Chocolate – the unique solid which melts in your mouth
Chocolate has a unique quality that we take almost completely for granted – it’s a solid at room temperature which melts in your mouth.
What happens when you put a square of chocolate in your mouth? The chocolate starts to melt, and a whole new world unfolds in your mouth as the flavours emerge from the melting, masticated chocolate.
What alchemy is at work here?
Tastes are detected by receptors all over your tongue (plus your throat and gut, and possibly even further). Flavours are detected by a process called retronasal olfaction (flavours and aromas are detected by your olfactory bulb via the back of your mouth).
And that’s not all – chemical reactions in your mouth cause other nerves to register various other sensations (textures and mouthfeels like dryness, astringency).
Heat, saliva and the unique biochemistry of your mouth all come together in a complex interplay that releases the flavour volatiles for you to experience once you snap off and bite into a square of chocolate.
But it doesn’t happen all at once. Heat and saliva require some time to work their magic, which is why we experience flavour as a wave that unfolds over time.

Heat melts chocolate and releases a wave of flavours
Heat plays an important role in revealing chocolate’s flavours. To understand this better, try holding your nose and popping a chocolate morsel in your mouth. Wait for 10 seconds, release your nose and breathe in through your mouth.
As you release your nose, you allow your sense of smell to start working again. The chocolate should have melted by now, and a wave of flavours will bombard you.
This ‘melting’ is thanks to cocoa butter’s crystal structure (although much of the cocoa butter is replaced with industrial fats in mass-produced chocolate).
If the chocolate has a good snap (i.e., it’s properly tempered), it will melt. If you’ve stored your chocolate in the fridge or left it out in the sun, for instance, it may well have ‘badly tempered’ to crystal structure 6, which won’t melt in your mouth (but will be fine to cook with).
Our taste receptors register sweetness, saltiness, and fattiness quite quickly, but flavours and aromas are released far more slowly. Heat and saliva work to release them as a wave of flavour in our mouths.
Saliva releases the bound volatiles in chocolate
Saliva performs its own wonderful magic in terms of releasing flavours.

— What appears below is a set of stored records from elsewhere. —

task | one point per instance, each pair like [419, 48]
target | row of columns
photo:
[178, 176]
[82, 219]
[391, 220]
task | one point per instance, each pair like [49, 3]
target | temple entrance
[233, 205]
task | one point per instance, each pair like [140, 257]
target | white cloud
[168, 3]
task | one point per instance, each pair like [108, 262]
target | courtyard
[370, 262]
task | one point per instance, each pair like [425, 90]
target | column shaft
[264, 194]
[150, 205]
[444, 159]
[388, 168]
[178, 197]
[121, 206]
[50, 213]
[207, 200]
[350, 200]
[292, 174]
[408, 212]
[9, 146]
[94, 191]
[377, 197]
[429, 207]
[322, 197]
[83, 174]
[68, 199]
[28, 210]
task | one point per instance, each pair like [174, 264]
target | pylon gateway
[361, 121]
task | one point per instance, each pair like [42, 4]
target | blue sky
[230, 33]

Over the last couple of decades, we have come closer to understanding how cooking ‘binds in’ flavours and aromas which are later released through the microbes in our saliva.

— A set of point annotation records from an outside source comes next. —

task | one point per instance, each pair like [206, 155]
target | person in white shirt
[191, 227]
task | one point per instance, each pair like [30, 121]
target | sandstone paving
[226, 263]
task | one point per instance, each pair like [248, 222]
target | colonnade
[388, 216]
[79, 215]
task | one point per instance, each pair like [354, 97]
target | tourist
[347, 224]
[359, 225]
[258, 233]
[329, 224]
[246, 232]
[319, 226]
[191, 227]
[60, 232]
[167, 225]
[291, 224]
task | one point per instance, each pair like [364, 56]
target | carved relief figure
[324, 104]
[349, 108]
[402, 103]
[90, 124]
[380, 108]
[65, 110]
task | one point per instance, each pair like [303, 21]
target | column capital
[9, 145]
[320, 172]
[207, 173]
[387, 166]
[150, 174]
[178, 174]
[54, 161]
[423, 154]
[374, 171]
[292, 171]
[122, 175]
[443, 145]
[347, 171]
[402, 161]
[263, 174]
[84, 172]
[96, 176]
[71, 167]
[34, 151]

The wine chemist Emile Peynaud paved the way in the 1980s for us to understand the role of saliva in savouring. He noted how wines ““smell more of the flavour of the fruit than the grapes themselves”.

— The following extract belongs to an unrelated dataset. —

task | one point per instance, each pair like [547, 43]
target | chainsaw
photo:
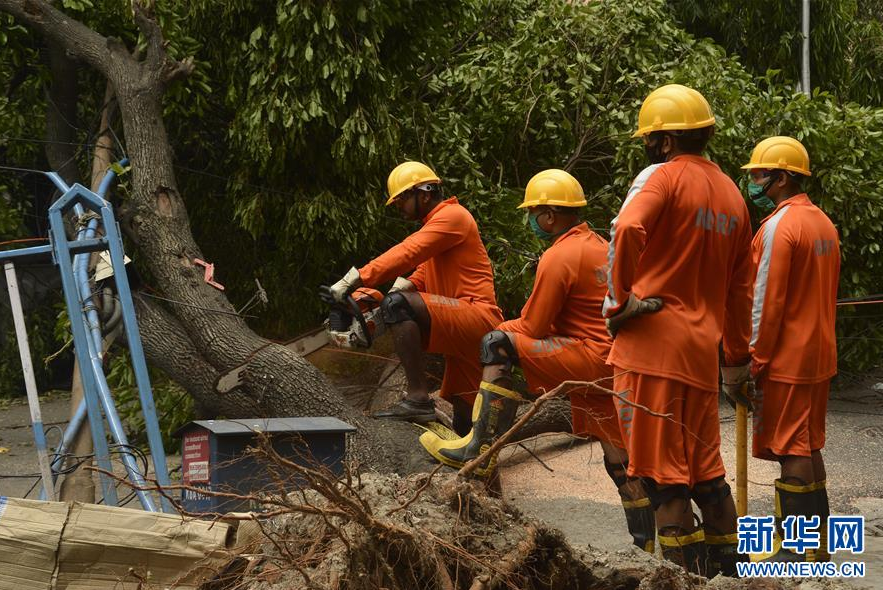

He went on to describe how saliva amplifies and catalyses flavours: “saliva reacts with and releases the (herbaceous…bruised leaves) in Sauvignon which is present in the grapes in a relatively odourless form”.
Which is why savouring is the best way to enjoy your chocolate. The flavours just keep evolving. While heat melts the chocolate and releases the flavour volatiles, the saliva takes a little longer to break down the ‘bound volatiles’ (created by fermenting, roasting and grinding cocoa), and ‘liberate’ them for your olfactory bulb.
There is a simple trick to illustrate the power of saliva’s microbes: chew some chocolate in your mouth for ten to twenty seconds. Then spit it all out. Wait for another ten to twenty seconds and you should be able to detect a whole load of new flavours.
Even though you’ve spat out the chocolate, the microbes in your mouth will continue to release aromas and flavour volatiles from the chocolate you’ve spat out.
If you’re loath to spit out your delicious craft chocolate, you can experience the same by swallowing the chocolate, but it’s not quite so graphic an example of ‘saliva in action’.
Our taste receptors register sweetness, saltiness, and fattiness quite quickly, but flavours and aromas are released far more slowly. Heat and saliva work to release them as a wave of flavour in our mouths.